Use trajectory:goal-success when the final answer and trace together need LLM judgment. Configure an LLM grader target in the eval so AgentV can judge whether the observed trajectory achieved the goal.

assert:
- name: goal
type: trajectory:goal-success
value:
goal: Find the order and compose a customer reply
description: Validate research agent tool usage
providers:
- codex_agent
prompts:
- "{{ task }}"
tests:
- id: comprehensive-research
vars:
task: Research machine learning frameworks
assert:
# Check minimum tool usage
- name: coverage
type: trajectory:tool-used
value:
name: webSearch
min: 1
- type: trajectory:tool-used
value:
name: documentRead
min: 2
- type: trajectory:tool-used
value:
name: noteTaking
min: 1
# Check workflow order
- name: workflow
type: trajectory:tool-sequence
value:
mode: in_order
steps:
- webSearch
- documentRead
- summarize
# Check final answer quality
- name: answer-quality
type: llm-rubric
value: The answer synthesizes the research into a useful framework comparison.
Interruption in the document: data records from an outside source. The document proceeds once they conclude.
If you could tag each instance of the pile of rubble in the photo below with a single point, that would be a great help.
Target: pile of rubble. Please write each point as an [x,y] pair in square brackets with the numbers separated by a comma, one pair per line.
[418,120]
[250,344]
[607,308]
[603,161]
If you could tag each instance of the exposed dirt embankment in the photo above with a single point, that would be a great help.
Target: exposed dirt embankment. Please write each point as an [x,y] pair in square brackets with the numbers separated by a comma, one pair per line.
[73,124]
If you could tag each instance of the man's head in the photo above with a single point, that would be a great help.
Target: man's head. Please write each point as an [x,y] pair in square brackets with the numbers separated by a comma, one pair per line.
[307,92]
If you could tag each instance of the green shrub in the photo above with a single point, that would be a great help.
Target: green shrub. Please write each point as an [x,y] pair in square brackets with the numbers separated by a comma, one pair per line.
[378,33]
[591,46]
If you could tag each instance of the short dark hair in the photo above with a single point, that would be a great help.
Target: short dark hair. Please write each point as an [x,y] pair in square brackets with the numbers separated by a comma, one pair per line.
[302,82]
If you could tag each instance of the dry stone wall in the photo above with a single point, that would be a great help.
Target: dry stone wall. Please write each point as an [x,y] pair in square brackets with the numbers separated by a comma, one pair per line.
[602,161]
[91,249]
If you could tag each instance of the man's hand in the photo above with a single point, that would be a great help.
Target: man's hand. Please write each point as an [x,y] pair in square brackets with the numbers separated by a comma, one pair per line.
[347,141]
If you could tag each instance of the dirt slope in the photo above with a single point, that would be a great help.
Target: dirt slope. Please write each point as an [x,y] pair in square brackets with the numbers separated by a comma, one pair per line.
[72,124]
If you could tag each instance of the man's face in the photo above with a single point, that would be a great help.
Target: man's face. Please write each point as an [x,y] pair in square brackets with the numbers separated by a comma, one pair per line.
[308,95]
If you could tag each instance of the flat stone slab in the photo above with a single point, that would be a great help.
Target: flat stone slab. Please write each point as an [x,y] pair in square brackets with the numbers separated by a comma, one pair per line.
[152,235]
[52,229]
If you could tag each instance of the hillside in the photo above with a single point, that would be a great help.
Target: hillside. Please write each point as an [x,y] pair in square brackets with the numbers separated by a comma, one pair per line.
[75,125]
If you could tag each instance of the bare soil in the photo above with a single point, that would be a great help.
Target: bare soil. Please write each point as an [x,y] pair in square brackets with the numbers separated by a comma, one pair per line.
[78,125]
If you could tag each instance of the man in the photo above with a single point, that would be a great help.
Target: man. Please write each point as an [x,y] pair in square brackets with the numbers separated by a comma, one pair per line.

description: Validate a strict data pipeline
providers:
- pipeline_agent
prompts:
- "{{ task }}"
tests:
- id: data-pipeline
vars:
task: Process the customer dataset
assert:
- name: pipeline-check
type: trajectory:tool-sequence
value:
mode: exact
steps:
- loadData
- validate
- transform
- export
- name: result-quality
type: llm-rubric
value: The final response explains that the dataset was loaded, validated, transformed, and exported.
  1. Start with trajectory:tool-used, then tighten to trajectory:tool-sequence when order matters.
  2. Use one assertion per independent requirement so failure output points to the exact missing tool or argument.
  3. Combine with other graders: use trajectory assertions for execution validation and llm-rubric for output quality.
  4. Inspect traces first with run artifacts or prepared trace files to understand agent behavior before writing assertions.
  5. Use script assertions for custom validation when built-in trajectory assertions are not expressive enough.